Now everything looks very nice!
But I’m afraid, I have another question concerning the verbose output of the asymptotic calculator. It reads:
[#0] PROGRESS:Eval – poi = 0 qmu = 13.7736 qmu_A = 4.17273 sigma = 0 …
What is the meaning of qmu_A in there? I attached the plot with the correct q_0, where I used these values of qmu (blue) and qmu_A (green).
So I would conclude that the non-centrality parameter is qmu, which means that the PLR of the Asimov data returns the same value as the PLR evaluated on the data. Could this be due to the large dataset I used (approx. 50 k events)?
HypoTestPlotFrequentist_4kTMC_os_2q0.pdf (37.5 KB)
The output of the Asymptotic calculator should print the correct value of qmu_Asimov.

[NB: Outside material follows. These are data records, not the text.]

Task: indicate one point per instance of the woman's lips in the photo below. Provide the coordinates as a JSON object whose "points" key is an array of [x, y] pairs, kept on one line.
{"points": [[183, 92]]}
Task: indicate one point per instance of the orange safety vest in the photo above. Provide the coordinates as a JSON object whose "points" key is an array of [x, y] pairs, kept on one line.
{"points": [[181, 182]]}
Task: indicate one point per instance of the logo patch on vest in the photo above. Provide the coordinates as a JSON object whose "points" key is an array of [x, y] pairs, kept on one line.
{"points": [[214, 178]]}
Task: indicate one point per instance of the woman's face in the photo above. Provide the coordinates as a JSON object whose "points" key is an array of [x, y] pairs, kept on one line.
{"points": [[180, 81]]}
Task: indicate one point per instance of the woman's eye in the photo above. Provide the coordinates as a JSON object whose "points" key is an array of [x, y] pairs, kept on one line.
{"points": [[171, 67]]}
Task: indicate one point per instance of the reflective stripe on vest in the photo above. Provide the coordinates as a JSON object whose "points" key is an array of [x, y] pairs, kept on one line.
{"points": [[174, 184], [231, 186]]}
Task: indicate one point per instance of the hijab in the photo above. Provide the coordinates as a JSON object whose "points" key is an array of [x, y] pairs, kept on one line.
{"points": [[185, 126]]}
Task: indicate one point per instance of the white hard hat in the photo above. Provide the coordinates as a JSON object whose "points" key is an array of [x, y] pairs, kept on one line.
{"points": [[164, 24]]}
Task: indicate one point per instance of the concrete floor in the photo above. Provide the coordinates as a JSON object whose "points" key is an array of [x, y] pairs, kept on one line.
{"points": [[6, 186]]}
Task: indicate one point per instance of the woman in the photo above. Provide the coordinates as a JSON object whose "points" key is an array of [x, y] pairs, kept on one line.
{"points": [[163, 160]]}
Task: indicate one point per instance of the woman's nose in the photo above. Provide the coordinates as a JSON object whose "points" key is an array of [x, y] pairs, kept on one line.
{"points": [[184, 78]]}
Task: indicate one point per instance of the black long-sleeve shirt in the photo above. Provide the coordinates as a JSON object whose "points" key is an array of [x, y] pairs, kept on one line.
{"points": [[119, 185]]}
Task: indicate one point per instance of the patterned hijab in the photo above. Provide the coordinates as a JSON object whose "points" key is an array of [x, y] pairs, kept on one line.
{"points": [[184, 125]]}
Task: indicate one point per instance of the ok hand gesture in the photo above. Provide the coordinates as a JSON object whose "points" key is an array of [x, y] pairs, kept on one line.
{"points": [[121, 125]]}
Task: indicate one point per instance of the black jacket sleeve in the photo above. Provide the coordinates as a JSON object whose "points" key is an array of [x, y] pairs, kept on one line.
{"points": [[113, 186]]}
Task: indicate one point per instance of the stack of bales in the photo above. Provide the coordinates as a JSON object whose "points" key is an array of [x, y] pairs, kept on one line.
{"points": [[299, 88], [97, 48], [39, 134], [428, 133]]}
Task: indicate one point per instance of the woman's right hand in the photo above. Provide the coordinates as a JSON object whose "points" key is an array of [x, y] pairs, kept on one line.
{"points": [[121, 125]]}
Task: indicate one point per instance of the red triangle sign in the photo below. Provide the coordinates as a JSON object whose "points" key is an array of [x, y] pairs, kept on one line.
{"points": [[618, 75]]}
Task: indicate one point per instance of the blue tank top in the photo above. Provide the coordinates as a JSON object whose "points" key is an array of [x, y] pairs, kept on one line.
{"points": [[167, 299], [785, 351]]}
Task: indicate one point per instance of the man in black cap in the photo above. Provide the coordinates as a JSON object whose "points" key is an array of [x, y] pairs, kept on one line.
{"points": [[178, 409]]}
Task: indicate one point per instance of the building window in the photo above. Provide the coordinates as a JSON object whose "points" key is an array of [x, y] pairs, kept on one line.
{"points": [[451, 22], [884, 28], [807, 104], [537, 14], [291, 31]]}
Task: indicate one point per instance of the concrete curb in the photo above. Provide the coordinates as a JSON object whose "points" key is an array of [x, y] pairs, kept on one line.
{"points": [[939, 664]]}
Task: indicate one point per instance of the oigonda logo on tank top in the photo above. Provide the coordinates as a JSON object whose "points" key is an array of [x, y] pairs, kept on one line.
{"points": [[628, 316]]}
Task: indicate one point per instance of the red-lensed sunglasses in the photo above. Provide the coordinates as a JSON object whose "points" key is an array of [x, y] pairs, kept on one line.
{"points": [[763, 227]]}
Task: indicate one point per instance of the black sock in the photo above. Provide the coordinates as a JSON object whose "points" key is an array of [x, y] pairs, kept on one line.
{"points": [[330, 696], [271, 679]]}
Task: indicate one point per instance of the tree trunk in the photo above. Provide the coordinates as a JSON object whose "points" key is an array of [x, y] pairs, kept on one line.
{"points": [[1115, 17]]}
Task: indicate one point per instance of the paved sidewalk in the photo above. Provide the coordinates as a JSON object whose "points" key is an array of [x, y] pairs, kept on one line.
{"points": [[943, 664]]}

But looking at the plot, you have the observed value of qmu as the median of the alternate distribution, this means that it should be equal to qmu_Asimov. So I guess you are running the Asymptotic calculator with a different model configuration, or treating the systematics not in the same way as in the frequentist one,
or there is a problem in making the Asimov dataset with your model.
I presume you will get very different expected p values between asymptotic and the frequentist calculators.
If you want, just send me your workspace as a root file (with ModelCOnfig and dataset) so I can understand better this
I found the problem with your Asimov data set. The default number of bins used in your model (100) is too low.
By setting an higher number of bins (e.g. 200) you get now a correct expected significance (in agreement with the observed one).
I have added in the trunk a way to change the number of bins for the Asimov in the Asymptotic calculator. However, you can do it also by fixing it directly in the workspace. Just do for example
Thank you very much for all your support! Now everything works fine.